Do Ceará nos sopraram bons ventos, com aquele cheiro de uma água verde que banha seu litoral. Silvia Moura nos convidou para um banquete ao redor de uma mesa na qual nos foi servido o prato principal: seu corpo e alma que convidavam para um passeio lúdico pelo universo mitológico do qual jorrava o leite mais puro e arrebatador. Sobre as palafitas de carne do grupo Fuzuê, a dança da areia e do mar nesse jogo de vai-e-vem embalava nossos desejos discretos de conhecer a magia das águas do mar. “Palafita” é um espetáculo construído com uma dramaturgia minimalista na qual os corpos de dois atores se misturam a dois baldes de areia e nada mais. Nada mais foi necessário para se discutir o que foi proposto.
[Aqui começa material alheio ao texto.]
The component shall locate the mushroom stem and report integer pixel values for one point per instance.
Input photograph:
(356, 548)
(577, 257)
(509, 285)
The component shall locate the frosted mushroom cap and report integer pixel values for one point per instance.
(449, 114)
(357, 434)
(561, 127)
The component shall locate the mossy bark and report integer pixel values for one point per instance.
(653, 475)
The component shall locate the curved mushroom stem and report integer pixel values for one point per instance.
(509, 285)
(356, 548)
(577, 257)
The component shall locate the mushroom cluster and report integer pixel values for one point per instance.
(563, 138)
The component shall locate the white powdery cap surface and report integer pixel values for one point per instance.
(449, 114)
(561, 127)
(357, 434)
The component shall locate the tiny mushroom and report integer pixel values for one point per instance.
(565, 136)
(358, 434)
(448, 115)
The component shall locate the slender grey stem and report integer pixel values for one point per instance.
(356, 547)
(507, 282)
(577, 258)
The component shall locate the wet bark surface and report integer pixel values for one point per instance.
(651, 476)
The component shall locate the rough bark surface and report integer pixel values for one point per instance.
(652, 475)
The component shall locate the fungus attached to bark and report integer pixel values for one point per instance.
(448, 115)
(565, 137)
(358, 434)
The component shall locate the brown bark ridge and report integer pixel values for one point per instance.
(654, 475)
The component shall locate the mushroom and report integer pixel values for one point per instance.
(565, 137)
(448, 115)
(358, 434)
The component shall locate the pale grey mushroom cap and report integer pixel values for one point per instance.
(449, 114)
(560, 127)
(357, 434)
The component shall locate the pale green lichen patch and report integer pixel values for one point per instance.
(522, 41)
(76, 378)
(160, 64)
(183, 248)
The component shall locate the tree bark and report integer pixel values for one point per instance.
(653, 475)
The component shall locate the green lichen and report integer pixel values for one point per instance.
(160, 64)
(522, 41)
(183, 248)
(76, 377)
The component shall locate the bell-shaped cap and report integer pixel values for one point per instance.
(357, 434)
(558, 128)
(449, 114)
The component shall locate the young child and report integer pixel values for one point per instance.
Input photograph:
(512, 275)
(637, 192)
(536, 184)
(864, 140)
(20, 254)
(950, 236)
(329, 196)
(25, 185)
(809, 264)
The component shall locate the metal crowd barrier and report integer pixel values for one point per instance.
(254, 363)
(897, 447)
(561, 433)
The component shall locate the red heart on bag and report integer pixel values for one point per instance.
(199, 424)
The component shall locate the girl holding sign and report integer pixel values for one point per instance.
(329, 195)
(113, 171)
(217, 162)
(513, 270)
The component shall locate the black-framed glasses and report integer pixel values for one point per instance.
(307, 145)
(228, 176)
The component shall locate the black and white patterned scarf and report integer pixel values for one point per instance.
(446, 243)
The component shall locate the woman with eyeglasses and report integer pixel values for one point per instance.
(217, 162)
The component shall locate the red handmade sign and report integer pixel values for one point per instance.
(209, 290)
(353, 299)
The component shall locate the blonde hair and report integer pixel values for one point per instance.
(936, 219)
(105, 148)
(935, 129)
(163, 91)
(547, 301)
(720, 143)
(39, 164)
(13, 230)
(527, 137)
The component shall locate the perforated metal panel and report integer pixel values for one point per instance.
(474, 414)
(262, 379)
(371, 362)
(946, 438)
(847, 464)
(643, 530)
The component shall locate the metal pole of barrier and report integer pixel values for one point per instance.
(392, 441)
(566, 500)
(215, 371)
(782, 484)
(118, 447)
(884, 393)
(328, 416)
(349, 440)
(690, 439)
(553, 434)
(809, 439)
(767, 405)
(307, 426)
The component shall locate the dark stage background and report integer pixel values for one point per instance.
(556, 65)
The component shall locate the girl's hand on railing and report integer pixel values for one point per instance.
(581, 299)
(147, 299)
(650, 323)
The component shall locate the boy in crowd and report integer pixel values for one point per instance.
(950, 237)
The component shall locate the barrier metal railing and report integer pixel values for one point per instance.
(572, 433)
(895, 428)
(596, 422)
Nada faltou na representação sangrenta da falta de espaço para o outro na sociedade inglória fundada com a concentração de poder e renda nas mãos de poucos para que o circo montado não repartisse uma migalha a mais do que o necessário do próprio pão sovado pelo grande irmão.
A rua, como o palco italiano, serve de espaço para qualquer artista. A poesia do povo em contradição à agitação insensata dos corpos que insistem no ir e vir garantido pela Constituição. E à luz dessa constipação coletiva, uma procissão de jovens marcou aquela manhã que começou nublada, no dia16/05 e que pelas dez da madrugada já esturricava com o sol a pino a cabeça dos relutantes seguidores do Tibanaré. Entre os seguidores daquele intrépido cortejo cênico os atuadores gaúchos humildemente saudavam aos andarilhos matutinos da companhia cuiabana. E as trocas simbólicas aconteciam ao longo do trajeto.
Mas Caliban – A Tempestade de Augusto Boal, em minha opinião, roubou a cena, mesmo com uma plateia muito diminuta pela importância do grupo que há 39 anos sacode a cultura brasileira e impregna de maneira decisiva a arte de rua com seus conceitos mirabolantes revisitados a cada obra. A Orla do Porto, revitalizada e mais parecida com Alice no país das maravilhas do que com o Minhocão do Pari pode receber um espetáculo a altura do que se convenciona chamar pelos políticos de plantão como um espetáculo digno dos seus (quase) 300 anos.
E pensar que os dadaístas há cem anos pregavam o final da arte, que Walter Benjamin no final dos anos trinta anunciava o fim do romance, a invisibilidade do narrador. Ainda bem que a arte, qual fênix, renasce das cinzas e você que agora me lê tem a oportunidade de fazer a diferença, primeiramente em sua vida, para que depois o possa fazer na vida dos demais, a começar pelos que moram em sua casa, os que se avizinham, os amigos, os colegas de trabalho e assim, quem sabe, o mundo todo.
VÁ AO TEATRO; LEIA BONS LIVROS; ASSISTA A FILMES QUE DESPERTEM A SUA VONTADE DE MUDAR; INDIGNE-SE, SEMPRE QUE POSSÍVEL E CERTIFIQUE-SE DE QUE A BANDEIRA PELA QUAL ESTÁ LUTANDO SERVIRÁ TAMBÉM AO SEU PRÓXIMO, MESMO QUE DISTANTE!
*Luiz Renato de Souza Pinto, poeta, escritor, ator, professor.